Download and install nRF Toolbox
Open nRF Toolbox, and click UART
Make sure the nRF51 DK is running the ble_app_uart project (LED1 should be blinking every 2 seconds, indicating that it is advertising)
If you didn't change the device name in the project, Nordic_UART should appear on the list of available devices
Click on Nordic_UART
If everything went well, swipe right inside the app, and you will see something like below:
In Termite, you can now type anything in the bottom textbox, and send it to the DK
The text will then be sent by the DK, to your device, and display the text in the nRF Toolbox UART app
Congratulations! You have now tested the ble_app_uart project and verified that it works!
If you have the nRF51 Dongle, you can use it to connect to the nRF51 DK.
Plug in the dongle in a USB port in your computer
Open the Master Control Panel, and select the COM-port for the Dongle.
If the Log says No response from master emulator you will need to flash the dongle with the latest Master Emulator Firmware:
Go to File -> Flash programming and click Program
It should now look like below
Click Start Discovery
If the ble_app_uart project is running on the DK, you should see Nordic_UART under discovered devices in the master control panel
Click on Nordic_UART, and then click Select Device
Click Connect, and if it was successful, click Discover Services
Click Enable Services so the DK is allowed to send notifications to the Master Control Panel
The Service Discovery panel in the Master Control Panel should now look like this:
The two devices are now connected and ready to communicate. The two interesting characteristics are UART TX and UART RX in the "UART over BLE" service. These are seen from the DK's perspective, so the TX line is what is being transmitted from the DK, to the dongle, and the RX line is the other way around. You can now try the following:
In Termite, send some text to the DK by entering it in the bottom text-field, and press enter (make sure Append LF is checked in Termite settings)

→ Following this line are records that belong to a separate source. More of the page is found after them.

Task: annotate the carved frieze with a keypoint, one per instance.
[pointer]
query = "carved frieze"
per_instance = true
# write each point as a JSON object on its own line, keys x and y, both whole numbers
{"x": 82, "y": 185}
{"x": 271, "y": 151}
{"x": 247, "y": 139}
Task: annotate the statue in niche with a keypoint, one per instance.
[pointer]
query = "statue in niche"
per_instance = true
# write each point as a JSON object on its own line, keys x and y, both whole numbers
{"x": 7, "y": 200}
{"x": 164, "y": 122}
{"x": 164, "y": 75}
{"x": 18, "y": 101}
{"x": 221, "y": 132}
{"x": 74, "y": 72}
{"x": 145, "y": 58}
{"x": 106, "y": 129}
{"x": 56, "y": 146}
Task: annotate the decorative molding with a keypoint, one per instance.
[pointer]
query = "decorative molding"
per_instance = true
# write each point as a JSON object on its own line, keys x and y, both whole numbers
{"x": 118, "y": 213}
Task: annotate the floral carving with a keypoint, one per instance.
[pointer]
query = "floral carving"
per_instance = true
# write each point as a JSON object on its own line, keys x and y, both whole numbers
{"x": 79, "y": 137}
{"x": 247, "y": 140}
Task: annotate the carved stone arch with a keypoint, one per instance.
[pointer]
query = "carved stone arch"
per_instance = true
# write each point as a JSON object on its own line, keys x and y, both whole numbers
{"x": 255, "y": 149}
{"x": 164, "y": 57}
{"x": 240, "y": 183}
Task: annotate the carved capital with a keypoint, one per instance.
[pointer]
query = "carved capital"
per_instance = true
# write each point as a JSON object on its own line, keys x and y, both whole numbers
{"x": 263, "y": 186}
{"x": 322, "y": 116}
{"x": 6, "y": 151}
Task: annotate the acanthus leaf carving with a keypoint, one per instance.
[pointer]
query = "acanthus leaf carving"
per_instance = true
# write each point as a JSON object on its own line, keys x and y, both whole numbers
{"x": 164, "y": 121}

In the Master Control Panel, observe that the TX Characteristic has changed to the text you just sent. (note: if you send more than 20 bytes, only the last 20 bytes will be seen in the characteristic)
For example, if you enter the text "Hello" in termite, you will see the following in Master Control Panel:
The values are hexadecimal, and a quick lookup in the ASCII table reveals the letters H (0x48) e (0x65) l (0x6C) l (0x6C) o (0x6F). 0x0A is the new-line character that was appended at the end of the text by Termite. To see why this character is required, you can inspect the UART0_IRQHandler function in the main file in the ble_app_uart project.
Now we can try sending some text the other way, by writing to the RX characteristic.
In Master Control Panel, click on the UART RX characteristic.
In the Value field below, select text, enter some text, and click Write
The same text should now appear in you Termite window
BLE was known as Bluetooth Low Energy this was a new application that has many techniques on it this was good to know have all this knowledge. It was launch by the company they test and use this simple device first as a retailman this has many services that was known as BLE services.
I found that in above discussed example (ble_peripheral\ble_app_uart), the maximum number of data bytes that can be transferred are 60. How to increase the number of bytes (length of data) to be transferred? Which buffer I need to change?
What can be done/ which approach should I take if I want to transfer a large data, say 2 Mega bytes over a BLE?Thanks! Sanket
Even I programmed the Dongle with the latest Master Emulator firmware, the log still show: "No response from master emulator". And I can not correctly use the dongle correctly as a peer device.
I am new to BLE communication. What should I do to make it work?
Hi I am new to nrf51 Dk, so it might be a stupid question. For this tutorial, can I replace the nrf51 Dongle with another nrf51 Dk board? Because I do not have nrf51 Dongle. Please help thanks!
@Sri_guy In the code that comes in SDK11 for nordic NRF52, the defined baudrate is: UART_BAUDRATE_BAUDRATE_Baud115200. To connect with 38400 you have to change this constant.